4. Peoples decisions about family size affect not only themselves,
but also the other people they share resources with. This exercise helps
show how changes in population size over time can affect the demand
on public services and resources. The more information and the more
types of information you can collect, the more complete picture you
can make, so it is best to do this exercise with a whole class. Because
some information may be difficult to find, you may have to settle for
estimates, but estimates can still show trends.
- Find out what
your communitys population was ten years ago and what it is
today. Has it grown or declined, and by how much?
- With your class,
make a list of the services and resources you and your family share
with other members of your community. (Some ideas may include: schools,
roads, public transportation, water, sewerage systems, electricity,
telephones, fuel, or farm land.)
- Look over the
list and discard any items that will be impossible to get information
on.
- Break up into
small groups, with each group taking different items from the list.
With your small group find evidence of how demand for your resources
or services has changed over the past ten years. You may find that
ten years ago, a particular service did not even exist, or that a
resource that was widely used ten years ago is not around today.
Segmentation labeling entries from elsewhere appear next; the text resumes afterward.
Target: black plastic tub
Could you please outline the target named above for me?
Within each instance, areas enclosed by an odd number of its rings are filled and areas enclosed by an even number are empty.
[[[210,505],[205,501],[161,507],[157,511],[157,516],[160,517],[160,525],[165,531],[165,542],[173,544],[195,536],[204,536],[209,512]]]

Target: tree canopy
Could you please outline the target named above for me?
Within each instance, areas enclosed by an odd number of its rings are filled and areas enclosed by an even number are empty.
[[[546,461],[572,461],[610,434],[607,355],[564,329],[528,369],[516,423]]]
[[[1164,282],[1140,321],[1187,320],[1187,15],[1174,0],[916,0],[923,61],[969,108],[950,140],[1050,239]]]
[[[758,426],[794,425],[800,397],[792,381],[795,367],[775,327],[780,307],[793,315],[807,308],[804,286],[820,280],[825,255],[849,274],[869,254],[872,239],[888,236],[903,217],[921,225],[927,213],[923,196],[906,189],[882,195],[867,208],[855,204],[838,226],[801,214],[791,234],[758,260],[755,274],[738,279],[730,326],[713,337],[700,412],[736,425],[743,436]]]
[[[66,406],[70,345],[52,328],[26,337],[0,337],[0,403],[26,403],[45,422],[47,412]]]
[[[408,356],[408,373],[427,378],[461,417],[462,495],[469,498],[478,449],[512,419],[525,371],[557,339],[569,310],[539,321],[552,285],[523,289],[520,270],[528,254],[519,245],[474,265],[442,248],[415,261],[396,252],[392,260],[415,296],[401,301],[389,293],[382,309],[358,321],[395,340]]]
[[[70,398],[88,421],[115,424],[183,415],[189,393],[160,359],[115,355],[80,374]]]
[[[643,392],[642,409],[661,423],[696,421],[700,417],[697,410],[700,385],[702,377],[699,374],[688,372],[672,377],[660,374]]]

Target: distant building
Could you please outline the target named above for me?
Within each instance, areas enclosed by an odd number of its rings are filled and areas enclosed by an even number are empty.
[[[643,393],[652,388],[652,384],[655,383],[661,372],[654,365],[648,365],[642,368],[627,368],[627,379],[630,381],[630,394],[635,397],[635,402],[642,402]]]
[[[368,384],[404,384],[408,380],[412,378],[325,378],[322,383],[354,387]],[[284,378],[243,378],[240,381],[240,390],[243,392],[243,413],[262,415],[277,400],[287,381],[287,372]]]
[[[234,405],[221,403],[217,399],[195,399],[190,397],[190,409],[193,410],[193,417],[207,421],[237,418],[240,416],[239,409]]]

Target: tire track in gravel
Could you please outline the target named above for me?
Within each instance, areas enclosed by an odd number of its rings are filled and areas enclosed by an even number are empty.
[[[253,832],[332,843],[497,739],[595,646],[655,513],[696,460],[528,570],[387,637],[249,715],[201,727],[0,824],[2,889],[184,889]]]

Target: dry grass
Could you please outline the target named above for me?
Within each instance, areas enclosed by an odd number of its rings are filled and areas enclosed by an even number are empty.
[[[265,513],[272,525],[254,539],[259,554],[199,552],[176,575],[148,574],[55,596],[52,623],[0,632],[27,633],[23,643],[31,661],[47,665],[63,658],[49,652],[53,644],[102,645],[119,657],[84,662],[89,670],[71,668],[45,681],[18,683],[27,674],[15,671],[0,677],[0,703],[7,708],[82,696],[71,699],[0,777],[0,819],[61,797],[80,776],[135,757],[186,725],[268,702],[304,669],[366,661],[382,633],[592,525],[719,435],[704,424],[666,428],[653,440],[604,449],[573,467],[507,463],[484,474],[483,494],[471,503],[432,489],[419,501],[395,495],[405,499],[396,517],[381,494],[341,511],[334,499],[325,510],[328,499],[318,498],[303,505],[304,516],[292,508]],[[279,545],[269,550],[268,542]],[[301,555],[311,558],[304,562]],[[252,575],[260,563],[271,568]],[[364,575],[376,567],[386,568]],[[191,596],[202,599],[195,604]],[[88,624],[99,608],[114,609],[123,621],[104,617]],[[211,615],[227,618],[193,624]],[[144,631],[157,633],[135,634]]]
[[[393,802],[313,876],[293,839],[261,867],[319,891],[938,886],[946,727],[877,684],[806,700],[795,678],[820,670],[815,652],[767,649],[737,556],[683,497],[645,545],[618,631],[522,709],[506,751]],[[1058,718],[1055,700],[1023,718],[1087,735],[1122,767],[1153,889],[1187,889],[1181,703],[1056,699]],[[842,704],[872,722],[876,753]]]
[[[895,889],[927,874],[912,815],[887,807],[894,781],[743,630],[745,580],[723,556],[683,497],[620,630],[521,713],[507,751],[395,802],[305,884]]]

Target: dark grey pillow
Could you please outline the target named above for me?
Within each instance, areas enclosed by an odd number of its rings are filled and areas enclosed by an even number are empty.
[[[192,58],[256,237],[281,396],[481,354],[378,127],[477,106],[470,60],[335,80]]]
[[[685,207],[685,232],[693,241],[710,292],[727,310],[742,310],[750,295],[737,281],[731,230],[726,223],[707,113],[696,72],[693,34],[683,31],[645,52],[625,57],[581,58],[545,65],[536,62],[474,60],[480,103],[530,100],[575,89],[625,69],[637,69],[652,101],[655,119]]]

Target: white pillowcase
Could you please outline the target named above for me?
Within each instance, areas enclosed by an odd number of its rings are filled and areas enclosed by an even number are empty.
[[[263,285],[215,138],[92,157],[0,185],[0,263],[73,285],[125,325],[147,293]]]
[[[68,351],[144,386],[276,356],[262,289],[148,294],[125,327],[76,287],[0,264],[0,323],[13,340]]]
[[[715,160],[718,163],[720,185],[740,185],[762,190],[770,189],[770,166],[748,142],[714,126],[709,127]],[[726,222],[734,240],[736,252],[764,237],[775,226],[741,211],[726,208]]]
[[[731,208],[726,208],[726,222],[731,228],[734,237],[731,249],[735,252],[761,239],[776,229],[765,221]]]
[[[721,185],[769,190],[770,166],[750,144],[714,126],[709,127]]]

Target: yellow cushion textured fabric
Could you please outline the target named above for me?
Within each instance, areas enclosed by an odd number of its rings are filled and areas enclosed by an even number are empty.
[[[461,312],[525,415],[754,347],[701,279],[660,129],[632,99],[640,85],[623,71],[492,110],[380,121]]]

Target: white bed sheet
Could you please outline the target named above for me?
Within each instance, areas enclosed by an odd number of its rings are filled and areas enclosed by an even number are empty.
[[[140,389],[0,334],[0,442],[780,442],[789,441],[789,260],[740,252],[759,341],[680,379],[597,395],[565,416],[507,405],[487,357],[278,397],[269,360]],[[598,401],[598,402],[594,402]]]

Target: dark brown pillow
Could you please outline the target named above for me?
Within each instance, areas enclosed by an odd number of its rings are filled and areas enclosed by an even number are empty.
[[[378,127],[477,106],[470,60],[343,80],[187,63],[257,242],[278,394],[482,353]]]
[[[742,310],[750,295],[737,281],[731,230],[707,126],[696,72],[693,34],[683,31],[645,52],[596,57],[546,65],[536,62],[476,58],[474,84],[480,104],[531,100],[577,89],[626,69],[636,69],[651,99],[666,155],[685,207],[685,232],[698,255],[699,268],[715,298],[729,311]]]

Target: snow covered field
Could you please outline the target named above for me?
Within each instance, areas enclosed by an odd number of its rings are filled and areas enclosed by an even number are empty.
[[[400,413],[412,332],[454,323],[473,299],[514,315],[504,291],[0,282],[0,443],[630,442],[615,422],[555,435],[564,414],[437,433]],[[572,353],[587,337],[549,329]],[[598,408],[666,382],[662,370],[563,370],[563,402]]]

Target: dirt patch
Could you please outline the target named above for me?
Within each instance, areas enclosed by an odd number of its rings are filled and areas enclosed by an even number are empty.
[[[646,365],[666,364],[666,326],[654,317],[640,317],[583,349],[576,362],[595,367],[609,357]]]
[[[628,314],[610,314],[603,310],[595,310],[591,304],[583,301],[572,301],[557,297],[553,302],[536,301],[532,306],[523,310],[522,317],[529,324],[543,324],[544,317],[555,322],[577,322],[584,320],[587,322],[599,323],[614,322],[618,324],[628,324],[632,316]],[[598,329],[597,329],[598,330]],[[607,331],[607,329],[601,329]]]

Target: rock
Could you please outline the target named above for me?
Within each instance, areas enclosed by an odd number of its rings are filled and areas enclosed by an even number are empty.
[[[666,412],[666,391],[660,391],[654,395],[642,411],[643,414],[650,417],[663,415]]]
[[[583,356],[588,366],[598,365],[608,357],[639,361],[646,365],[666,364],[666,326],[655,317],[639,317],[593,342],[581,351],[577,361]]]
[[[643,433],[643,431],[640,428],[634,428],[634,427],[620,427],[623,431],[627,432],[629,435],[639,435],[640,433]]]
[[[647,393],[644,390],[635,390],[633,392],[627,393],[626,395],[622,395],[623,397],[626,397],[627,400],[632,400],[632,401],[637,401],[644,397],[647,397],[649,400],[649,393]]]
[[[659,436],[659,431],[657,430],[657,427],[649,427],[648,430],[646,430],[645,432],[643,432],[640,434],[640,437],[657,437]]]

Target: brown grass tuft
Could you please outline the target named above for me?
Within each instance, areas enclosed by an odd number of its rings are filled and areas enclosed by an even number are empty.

Use
as many different sources as possible--in addition to your local government
offices, interviews with older family members and neighbors, photographs,
newspaper clippings and archives, and utility companies can be good
sources of information.
- With your small
group, present your findings to the class in a short written or oral
report.
- As a whole class
compare the findings with the population trends. As population has
grown or declined, which items have grown or declined with it? Which
have not?
- Individually,
use the evidence your class has collected to write a paper answering
the question: If your communitys population continues to grow
or decline over the next ten years as it has in the past ten years,
what additional changes do you expect to see in the demand for resources
and services? Is this sustainable? Explain.